|
Apoteker.info Informasi Obat dan Makanan |
|
|
Potensi Delima Sebagai Tanaman Obat
Delima (Punica granatum) adalah tanaman yang berasal dari daerah Iran hingga pegunungan Himalaya di utara India. Tanaman yang tergolong keluarga Lythraceae ini memiliki kulit buah yang tebal, di dalamnya terdapat sekitar 600 biji. Biji tersebut terlindungi dalam suatu lapisan pelindung yang dinamakan aril. Aril dikonsumsi mentah atau dibuat sebagai minuman jus. Rasanya agak masam hingga manis, tergantung kematangan buahnya. Beberapa resep masakan dari negara-negara Timur Tengah menggunakan aril buah delima sebagai campurannya. Kandungan nutrisi yang terdapat pada buah delima meliputi vitamin C, vitamin B5, kalium, dan antioksidan polifenol. Kandungan terbesar antioksidan polifenol buah delima merupakan tanin yang mudah terhidrolisis, yang dinamakan punicalagin. Senyawa ini diserap di dalam tubuh, memiliki khasiat antioksidan, namun khasiatnya terhadap manusia belum dibuktikan (1). Selain itu, buah delima juga mengandung senyawa polifenol lain, yakni catechin, dan gallocatechin, serta senyawa antosianin seperti prodelphinidin, delphinidin, sianidin, dan pelargonidin. Jus buah delima dikatakan mampu menurunkan faktor-faktor risiko penyakit jantung, termasuk oksidasi LDL, status oksidatif makrofag, dan pembentukan sel busa; yang kesemuanya adalah tahap-tahap dalam aterosklerosis dan penyakit kardiovaskular (2). Khasiat lain dari jus buah delima adalah menurunkan tekanan darah sistolik dengan cara menghambat enzim pengubah angiotensin. Jus tersebut juga mampu menghambat infeksi virus (3), dan memiliki khasiat antibakteri melawan pembentukan plak gigi (4). Minyak biji buah delima efektif melawan proliferasi sel-sel kanker payudara secara in vitro (5). Pada tahun 2008, sebanyak 17 uji klinik dilakukan untuk meneliti manfaat mengkonsumsi jus buah delima guna melawan penyakit - penyakit sebagai berikut: kanker prostat, diabetes, prostatic hyperplasia, limfoma, rhinovirus, pilek, aterosklerosis, dan penyakit jantung koroner.

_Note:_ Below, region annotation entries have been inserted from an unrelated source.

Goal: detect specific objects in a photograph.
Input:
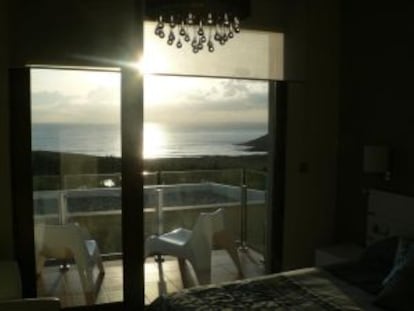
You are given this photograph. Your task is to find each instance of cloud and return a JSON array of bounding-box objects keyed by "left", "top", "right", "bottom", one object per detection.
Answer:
[{"left": 32, "top": 88, "right": 121, "bottom": 123}]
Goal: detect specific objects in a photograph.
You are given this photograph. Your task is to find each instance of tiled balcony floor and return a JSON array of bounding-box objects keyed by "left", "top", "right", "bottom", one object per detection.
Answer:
[{"left": 38, "top": 250, "right": 264, "bottom": 307}]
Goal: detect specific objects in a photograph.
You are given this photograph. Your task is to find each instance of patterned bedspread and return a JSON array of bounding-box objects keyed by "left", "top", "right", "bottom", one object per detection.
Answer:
[{"left": 149, "top": 273, "right": 361, "bottom": 311}]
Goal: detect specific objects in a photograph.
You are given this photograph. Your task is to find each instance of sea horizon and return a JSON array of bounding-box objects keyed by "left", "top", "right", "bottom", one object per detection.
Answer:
[{"left": 32, "top": 122, "right": 267, "bottom": 159}]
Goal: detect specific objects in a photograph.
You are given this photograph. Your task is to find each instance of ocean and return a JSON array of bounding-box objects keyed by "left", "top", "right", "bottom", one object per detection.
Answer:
[{"left": 32, "top": 123, "right": 266, "bottom": 158}]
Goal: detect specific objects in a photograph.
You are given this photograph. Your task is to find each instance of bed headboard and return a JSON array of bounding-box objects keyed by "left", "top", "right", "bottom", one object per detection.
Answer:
[{"left": 366, "top": 189, "right": 414, "bottom": 245}]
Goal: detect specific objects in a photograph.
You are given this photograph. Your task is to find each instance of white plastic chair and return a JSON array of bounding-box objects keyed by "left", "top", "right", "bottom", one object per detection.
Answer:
[
  {"left": 145, "top": 208, "right": 242, "bottom": 284},
  {"left": 35, "top": 223, "right": 105, "bottom": 304}
]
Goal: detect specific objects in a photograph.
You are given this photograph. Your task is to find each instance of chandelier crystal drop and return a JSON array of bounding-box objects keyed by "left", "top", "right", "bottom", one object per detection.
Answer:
[
  {"left": 155, "top": 13, "right": 240, "bottom": 53},
  {"left": 145, "top": 0, "right": 250, "bottom": 53}
]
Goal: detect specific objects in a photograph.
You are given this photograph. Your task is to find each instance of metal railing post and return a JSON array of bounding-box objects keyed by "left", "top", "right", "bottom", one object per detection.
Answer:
[
  {"left": 58, "top": 190, "right": 67, "bottom": 225},
  {"left": 156, "top": 188, "right": 164, "bottom": 235},
  {"left": 240, "top": 168, "right": 247, "bottom": 250}
]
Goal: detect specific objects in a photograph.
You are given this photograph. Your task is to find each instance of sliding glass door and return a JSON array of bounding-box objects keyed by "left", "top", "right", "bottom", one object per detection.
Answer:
[{"left": 143, "top": 75, "right": 269, "bottom": 303}]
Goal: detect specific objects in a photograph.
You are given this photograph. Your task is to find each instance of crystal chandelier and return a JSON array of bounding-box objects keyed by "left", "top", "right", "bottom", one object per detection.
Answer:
[{"left": 146, "top": 0, "right": 250, "bottom": 53}]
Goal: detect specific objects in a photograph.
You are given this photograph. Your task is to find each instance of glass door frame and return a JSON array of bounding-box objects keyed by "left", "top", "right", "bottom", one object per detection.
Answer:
[
  {"left": 9, "top": 66, "right": 144, "bottom": 310},
  {"left": 10, "top": 67, "right": 287, "bottom": 310}
]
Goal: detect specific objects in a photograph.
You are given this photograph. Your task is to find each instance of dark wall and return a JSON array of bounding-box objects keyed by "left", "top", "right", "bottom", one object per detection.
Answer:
[
  {"left": 283, "top": 0, "right": 339, "bottom": 270},
  {"left": 336, "top": 0, "right": 414, "bottom": 244},
  {"left": 0, "top": 1, "right": 13, "bottom": 259}
]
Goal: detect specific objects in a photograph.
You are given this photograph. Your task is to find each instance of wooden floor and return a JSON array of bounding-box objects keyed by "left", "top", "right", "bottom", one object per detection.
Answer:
[{"left": 38, "top": 250, "right": 264, "bottom": 307}]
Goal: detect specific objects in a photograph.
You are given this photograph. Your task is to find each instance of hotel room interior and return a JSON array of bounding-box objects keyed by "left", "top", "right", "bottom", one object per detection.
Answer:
[{"left": 0, "top": 0, "right": 414, "bottom": 311}]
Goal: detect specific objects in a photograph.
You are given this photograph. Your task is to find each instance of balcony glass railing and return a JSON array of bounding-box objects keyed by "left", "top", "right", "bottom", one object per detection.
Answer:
[{"left": 33, "top": 169, "right": 266, "bottom": 254}]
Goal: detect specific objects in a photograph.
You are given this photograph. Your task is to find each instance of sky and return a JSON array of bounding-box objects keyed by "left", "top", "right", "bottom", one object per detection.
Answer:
[{"left": 31, "top": 69, "right": 268, "bottom": 126}]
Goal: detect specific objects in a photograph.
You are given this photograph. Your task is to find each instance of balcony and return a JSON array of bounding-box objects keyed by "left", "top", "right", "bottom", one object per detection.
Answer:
[{"left": 33, "top": 170, "right": 266, "bottom": 306}]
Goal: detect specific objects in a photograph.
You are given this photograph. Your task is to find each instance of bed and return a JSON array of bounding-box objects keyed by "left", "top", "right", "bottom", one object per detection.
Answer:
[{"left": 149, "top": 190, "right": 414, "bottom": 311}]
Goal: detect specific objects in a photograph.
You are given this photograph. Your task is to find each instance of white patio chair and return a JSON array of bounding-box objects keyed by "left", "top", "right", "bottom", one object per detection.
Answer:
[
  {"left": 145, "top": 208, "right": 242, "bottom": 284},
  {"left": 35, "top": 223, "right": 105, "bottom": 304}
]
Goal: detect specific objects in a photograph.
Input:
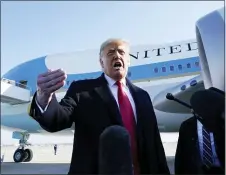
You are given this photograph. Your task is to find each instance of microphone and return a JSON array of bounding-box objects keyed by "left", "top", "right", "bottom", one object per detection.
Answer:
[
  {"left": 99, "top": 125, "right": 133, "bottom": 175},
  {"left": 166, "top": 93, "right": 192, "bottom": 109}
]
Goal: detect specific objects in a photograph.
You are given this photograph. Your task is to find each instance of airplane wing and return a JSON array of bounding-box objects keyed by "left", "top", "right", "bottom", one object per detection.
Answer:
[{"left": 153, "top": 75, "right": 205, "bottom": 113}]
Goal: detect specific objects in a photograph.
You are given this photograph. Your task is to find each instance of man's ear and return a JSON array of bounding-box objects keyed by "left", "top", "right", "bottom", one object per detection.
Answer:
[
  {"left": 99, "top": 57, "right": 104, "bottom": 68},
  {"left": 127, "top": 55, "right": 130, "bottom": 66}
]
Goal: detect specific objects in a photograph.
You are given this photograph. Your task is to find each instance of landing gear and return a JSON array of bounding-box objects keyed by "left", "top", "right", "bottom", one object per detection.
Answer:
[{"left": 13, "top": 132, "right": 33, "bottom": 163}]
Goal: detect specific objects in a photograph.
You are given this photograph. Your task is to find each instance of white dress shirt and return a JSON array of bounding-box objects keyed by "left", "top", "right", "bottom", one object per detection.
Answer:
[
  {"left": 197, "top": 120, "right": 220, "bottom": 166},
  {"left": 35, "top": 74, "right": 137, "bottom": 121},
  {"left": 104, "top": 74, "right": 137, "bottom": 121}
]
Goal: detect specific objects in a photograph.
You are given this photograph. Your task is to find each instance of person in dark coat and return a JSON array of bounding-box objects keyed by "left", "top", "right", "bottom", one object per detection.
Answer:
[{"left": 30, "top": 39, "right": 169, "bottom": 174}]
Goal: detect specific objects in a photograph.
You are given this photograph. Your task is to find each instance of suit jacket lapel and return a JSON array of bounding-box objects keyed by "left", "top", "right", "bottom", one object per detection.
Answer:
[
  {"left": 126, "top": 79, "right": 144, "bottom": 160},
  {"left": 95, "top": 74, "right": 123, "bottom": 126}
]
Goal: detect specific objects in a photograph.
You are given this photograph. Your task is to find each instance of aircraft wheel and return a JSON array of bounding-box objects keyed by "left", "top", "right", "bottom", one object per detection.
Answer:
[
  {"left": 24, "top": 149, "right": 33, "bottom": 162},
  {"left": 13, "top": 149, "right": 25, "bottom": 163}
]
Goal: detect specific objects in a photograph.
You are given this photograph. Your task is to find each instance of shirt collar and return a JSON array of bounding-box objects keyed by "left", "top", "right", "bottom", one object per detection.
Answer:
[{"left": 104, "top": 74, "right": 126, "bottom": 86}]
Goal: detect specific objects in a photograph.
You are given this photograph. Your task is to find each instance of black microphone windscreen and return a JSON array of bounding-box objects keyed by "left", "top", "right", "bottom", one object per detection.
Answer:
[{"left": 99, "top": 125, "right": 133, "bottom": 175}]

Referensi 1. Mertens-Talcott SU, Jilma-Stohlawetz P, Rios J, Hingorani L, Derendorf H (Nov 2006). "Absorption, metabolism, and antioxidant effects of pomegranate (Punica granatum l.) polyphenols after ingestion of a standardized extract in healthy human volunteers". J Agric Food Chem. 54 (23): 8956–61. 2. Aviram M, Rosenblat M, Gaitini D, et al (Jun 2004). "Pomegranate juice consumption for 3 years by patients with carotid artery stenosis reduces common carotid intima-media thickness, blood pressure and LDL oxidation". Clin Nutr 23 (3): 423–33. 3. Neurath AR, Strick N, Li YY, Debnath AK (2004). "Punica granatum (Pomegranate) juice provides an HIV-1 entry inhibitor and candidate topical microbicide". BMC Infect. Dis. 4: 41. 4. Menezes SM, Cordeiro LN, Viana GS (2006). "Punica granatum (pomegranate) extract is active against dental plaque". Journal of herbal pharmacotherapy 6 (2): 79–92. 5. Kim ND, Mehta R, Yu W, et al (Feb 2002). "Chemopreventive and adjuvant therapeutic potential of pomegranate (Punica granatum) for human breast cancer". Breast Cancer Res Treat. 71 (3): 203–17.